University students are commonly faced with an environment that is not markedly male dominated but has a clear and well documented gender gap at higher echelons. There are enduring and deep-rooted gender gaps that impact upon access, pay, progression and employment contracts. In 2011/12, 53.8% of staff in higher education institutions were women. Once again, a healthy statistic on the surface. However, a closer inspection of the statistics reveals that a significant gender gap persists in terms of the type of employment contracts that men and women may be on. The statistics reveal that women made up 78.5% of part time professional and support staff and 54.4% of part time academic staff. The gender gap at senior grades is clearly visible and although the staff demographic is improving, there are obviously greater challenges ahead.

There are disciplinary differences that are more difficult to unpick.
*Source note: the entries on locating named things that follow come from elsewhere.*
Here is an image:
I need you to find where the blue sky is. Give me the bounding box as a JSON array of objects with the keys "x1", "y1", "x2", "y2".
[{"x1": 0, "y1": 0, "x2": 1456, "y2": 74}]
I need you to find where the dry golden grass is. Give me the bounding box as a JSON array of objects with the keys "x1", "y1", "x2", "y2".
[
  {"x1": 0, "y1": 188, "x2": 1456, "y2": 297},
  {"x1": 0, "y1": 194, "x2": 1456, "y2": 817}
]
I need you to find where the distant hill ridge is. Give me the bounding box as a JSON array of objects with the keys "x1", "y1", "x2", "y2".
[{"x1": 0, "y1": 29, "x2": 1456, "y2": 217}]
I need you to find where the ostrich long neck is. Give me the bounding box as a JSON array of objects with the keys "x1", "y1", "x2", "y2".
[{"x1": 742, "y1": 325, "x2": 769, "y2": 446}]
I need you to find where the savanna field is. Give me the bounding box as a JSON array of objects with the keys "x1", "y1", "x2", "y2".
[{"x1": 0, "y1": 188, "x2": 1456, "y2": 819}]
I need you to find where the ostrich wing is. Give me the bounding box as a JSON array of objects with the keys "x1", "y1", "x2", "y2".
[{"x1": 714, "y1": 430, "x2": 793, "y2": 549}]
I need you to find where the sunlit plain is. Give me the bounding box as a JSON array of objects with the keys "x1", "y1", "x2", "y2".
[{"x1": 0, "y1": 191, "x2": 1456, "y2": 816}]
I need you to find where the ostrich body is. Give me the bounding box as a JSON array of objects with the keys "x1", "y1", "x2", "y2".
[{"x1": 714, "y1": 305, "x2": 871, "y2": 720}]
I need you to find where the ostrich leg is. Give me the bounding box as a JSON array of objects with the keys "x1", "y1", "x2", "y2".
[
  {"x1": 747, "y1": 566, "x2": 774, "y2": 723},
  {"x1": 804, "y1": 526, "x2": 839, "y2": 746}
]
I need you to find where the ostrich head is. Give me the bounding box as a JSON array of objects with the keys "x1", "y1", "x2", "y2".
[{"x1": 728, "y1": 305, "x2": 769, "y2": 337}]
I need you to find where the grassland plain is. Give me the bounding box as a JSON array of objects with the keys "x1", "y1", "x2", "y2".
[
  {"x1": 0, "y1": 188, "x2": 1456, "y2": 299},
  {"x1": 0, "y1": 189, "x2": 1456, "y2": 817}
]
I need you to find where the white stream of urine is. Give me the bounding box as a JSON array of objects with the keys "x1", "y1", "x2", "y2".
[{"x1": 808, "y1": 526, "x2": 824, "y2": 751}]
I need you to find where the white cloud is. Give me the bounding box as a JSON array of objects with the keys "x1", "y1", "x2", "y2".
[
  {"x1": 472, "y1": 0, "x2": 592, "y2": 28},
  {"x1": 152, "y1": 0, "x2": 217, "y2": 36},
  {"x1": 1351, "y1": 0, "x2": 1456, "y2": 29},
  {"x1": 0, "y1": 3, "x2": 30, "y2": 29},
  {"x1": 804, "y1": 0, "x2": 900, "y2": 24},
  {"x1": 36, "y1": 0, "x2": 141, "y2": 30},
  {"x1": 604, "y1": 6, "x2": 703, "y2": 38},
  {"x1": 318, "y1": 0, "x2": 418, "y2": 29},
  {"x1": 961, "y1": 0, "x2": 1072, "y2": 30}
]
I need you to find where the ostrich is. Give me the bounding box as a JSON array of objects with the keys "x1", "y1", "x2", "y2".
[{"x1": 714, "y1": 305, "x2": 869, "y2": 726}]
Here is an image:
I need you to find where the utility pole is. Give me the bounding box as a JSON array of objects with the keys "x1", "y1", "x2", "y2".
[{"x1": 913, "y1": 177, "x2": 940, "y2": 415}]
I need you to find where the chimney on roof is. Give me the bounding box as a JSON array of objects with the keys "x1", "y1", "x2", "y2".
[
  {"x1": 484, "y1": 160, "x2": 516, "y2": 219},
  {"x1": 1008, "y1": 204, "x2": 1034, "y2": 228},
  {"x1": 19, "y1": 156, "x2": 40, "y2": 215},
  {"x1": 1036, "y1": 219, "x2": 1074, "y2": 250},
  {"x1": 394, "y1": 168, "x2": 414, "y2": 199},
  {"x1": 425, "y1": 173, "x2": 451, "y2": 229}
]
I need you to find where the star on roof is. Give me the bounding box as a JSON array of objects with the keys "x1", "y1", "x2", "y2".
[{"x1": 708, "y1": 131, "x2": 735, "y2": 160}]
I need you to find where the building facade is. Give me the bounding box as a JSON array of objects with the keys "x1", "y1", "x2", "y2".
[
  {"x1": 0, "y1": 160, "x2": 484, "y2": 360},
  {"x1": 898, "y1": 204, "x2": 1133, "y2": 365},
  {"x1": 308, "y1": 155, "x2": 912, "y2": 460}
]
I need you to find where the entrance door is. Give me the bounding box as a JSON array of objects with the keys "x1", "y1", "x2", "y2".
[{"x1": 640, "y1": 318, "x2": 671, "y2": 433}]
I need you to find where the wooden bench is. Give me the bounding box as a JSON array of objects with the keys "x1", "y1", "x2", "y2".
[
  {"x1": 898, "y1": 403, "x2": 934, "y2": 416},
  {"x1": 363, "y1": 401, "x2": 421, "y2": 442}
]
For instance, one would expect a shared demographic in the social sciences as a cluster of related disciplines, however, there are commonly radically different demographic profiles of departments. There are considerable differences between sociology departments and politics and international relations departments, for example. Sociology departments tend to have greater staff diversity and I believe this has a positive impact on the student experience by providing students with a range of role models in addition to a wider range of perspectives. In contrast, politics and international relations departments are commonly male dominated and a former Chair of the Political Studies Association has even raised awareness about the ‘whiteness of the profession’. Is it simply a coincidence that the diversity of the student body narrows significantly through the tertiary education levels and contributes to the replication and reinforcement of the academic demographic profile?

Higher education promotes empowerment, independent study and development opportunities, yet there are often characteristics that are consistent across the student culture and academic workplace culture that seem highly gendered. A report published by the National Union of Students highlighted the growing ‘lad culture’ in higher education that appears to be going unchallenged. The National Union of Students report on women students’ experience of ‘lad culture’ in higher education (2012) highlights that the prevalent culture shapes identities and attitudes and ultimately frames their experience of university life. The experience of female students at university, in terms of the culture that they are surrounded by and the gendered division of labour that they see, will almost certainly shape their perceptions of academia as a career option. If they cannot even visualise working and progressing in an academic culture, as a result of their experience as students, we need to think long and hard about the environment that we have created and are sustaining.